El declive de los futbolines en los salones recreativos, como lugar preferente de reunión de una generación de ultras auguraba un cambio de ciclo.
El «tetris» se desmontaba pieza a pieza, las máquinas de petacos pedían a gritos una pensión de jubilación, y Cánovas del Castillo perdía fuelle con unos cubalitros de plástico que asumieron ser carne del pasto del reciclaje.
La era de la modernización aperturaba una ciudad abonada a la resaca continúa, sumándose ésta, a la tradicional y vital peregrinación al horno de los borrachos, o la pequeña pizzeria que regentaba un italiano en Guillén de Castro antes de alcanzar las Torres de Quart.
Las gasolineras dejaron de poner gasolina. El pan y las bebidas, surtidores de la nueva economía norteamericana que de tapadillo se iba implantando con agresividad.

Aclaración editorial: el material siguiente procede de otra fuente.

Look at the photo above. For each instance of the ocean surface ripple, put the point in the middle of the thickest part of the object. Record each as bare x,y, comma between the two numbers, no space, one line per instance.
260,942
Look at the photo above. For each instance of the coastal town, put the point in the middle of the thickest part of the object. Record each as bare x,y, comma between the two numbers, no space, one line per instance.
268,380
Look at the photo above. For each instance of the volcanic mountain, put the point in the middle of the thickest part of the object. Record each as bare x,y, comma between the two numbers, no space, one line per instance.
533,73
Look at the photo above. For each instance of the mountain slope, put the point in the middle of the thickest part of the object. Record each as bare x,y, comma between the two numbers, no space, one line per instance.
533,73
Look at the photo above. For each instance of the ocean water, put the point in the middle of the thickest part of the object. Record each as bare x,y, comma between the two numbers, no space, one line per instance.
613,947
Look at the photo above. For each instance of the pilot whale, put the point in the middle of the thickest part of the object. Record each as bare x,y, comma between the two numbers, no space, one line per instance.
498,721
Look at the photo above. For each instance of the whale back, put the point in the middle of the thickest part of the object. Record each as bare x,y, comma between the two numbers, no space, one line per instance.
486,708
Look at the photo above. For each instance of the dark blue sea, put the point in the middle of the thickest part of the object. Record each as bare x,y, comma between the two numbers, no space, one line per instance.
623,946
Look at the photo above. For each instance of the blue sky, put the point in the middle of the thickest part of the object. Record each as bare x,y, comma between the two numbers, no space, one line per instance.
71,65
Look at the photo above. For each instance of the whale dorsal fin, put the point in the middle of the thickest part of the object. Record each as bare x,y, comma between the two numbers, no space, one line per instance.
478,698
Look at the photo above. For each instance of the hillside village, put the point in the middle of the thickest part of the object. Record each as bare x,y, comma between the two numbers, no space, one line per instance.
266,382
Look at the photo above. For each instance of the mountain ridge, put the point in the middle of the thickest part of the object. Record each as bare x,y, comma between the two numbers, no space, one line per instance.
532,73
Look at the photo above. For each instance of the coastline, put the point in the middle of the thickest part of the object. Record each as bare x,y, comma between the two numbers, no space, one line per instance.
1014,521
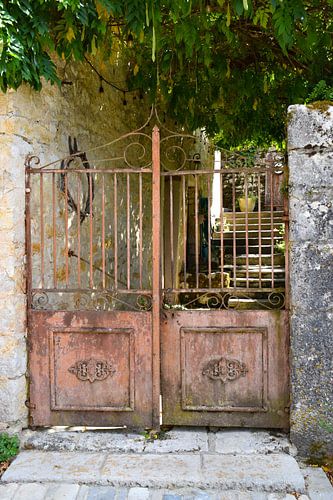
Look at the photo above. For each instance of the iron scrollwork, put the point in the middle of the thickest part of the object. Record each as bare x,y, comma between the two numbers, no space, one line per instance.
65,164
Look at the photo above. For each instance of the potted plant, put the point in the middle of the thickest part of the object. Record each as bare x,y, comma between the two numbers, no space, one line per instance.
247,204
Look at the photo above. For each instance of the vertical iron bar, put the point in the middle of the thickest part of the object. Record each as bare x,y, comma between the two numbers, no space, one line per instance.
221,229
140,231
28,239
209,232
66,228
272,228
184,228
91,280
171,232
103,230
286,240
54,221
196,217
78,216
156,201
234,250
128,231
115,217
42,264
259,232
246,230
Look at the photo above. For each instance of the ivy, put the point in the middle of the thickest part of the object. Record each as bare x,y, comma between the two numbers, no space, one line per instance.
230,65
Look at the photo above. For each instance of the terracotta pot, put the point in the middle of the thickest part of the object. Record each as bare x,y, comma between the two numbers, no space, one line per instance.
251,203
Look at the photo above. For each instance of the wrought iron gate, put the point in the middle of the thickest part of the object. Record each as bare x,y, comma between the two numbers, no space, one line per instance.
146,282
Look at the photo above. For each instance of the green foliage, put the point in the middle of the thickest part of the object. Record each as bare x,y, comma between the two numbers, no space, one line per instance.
321,92
9,446
226,65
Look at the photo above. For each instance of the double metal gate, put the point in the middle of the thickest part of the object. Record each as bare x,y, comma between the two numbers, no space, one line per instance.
153,294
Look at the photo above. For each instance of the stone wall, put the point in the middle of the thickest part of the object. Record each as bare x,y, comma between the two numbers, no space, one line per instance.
40,123
310,145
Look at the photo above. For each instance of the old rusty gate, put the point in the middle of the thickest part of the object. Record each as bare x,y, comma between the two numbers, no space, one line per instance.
153,279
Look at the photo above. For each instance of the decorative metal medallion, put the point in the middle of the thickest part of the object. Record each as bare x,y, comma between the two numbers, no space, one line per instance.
224,369
92,369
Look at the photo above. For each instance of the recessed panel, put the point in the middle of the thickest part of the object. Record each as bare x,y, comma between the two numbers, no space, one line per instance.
92,370
224,369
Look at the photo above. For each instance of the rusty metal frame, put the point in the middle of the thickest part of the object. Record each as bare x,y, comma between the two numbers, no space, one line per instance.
168,160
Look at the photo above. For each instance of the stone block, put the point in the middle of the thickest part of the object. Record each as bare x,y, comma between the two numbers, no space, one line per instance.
248,442
13,394
112,442
56,467
13,313
311,214
7,491
311,275
138,494
179,441
310,172
309,127
13,357
31,491
318,485
62,491
311,376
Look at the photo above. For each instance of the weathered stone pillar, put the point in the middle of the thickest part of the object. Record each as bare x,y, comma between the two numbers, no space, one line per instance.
13,148
310,146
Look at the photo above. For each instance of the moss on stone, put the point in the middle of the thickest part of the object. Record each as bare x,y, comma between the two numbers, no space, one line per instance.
322,106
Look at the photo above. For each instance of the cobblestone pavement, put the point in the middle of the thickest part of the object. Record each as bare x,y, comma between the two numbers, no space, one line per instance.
187,465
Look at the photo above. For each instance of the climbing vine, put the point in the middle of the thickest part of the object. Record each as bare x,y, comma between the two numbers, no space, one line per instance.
232,66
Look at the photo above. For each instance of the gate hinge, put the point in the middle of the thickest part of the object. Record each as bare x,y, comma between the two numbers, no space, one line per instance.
29,405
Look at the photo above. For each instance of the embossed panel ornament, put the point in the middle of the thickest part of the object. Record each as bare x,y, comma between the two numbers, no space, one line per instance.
224,369
92,369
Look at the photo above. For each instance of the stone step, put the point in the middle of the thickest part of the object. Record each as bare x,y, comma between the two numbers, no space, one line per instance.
276,472
56,491
249,304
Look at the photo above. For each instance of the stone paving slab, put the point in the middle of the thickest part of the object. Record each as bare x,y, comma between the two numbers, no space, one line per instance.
152,471
318,485
176,441
55,467
251,442
275,472
52,491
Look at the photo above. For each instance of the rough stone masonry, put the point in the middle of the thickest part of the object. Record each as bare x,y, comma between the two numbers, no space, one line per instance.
310,148
31,122
40,123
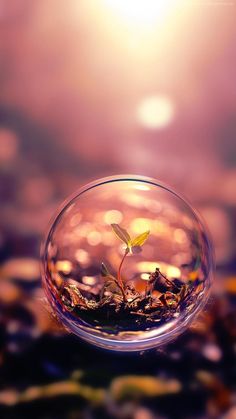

El mercado del eros irrumpía con fuerza con el ojo puesto en el Barrio Rojo de Ámsterdam, simulando escenas pornográficas para muchos jóvenes con acné, que se cobijaban en las delegaciones de la industria del sexo localizadas en la Gran Vía Marqués del Turia y alrededor de la Estación del norte.
No existía ningún control. Las cabinas del sexo. El papel higiénico. Las pajas mentales. Las bravas. Las vespinos. La chaquetas de cuero. El Rock and roll. Las discotecas, y los talegos de costó se esfumaban como una aspirina efervescente en un vaso de agua.
Los jóvenes de los noventa fuimos conscientes de que con el cambio de siglo, nuestras historias en el Kronen, el simbolismo de Trainspotting y la erótica de Full Monthy nos la arrebataría la PlayStation.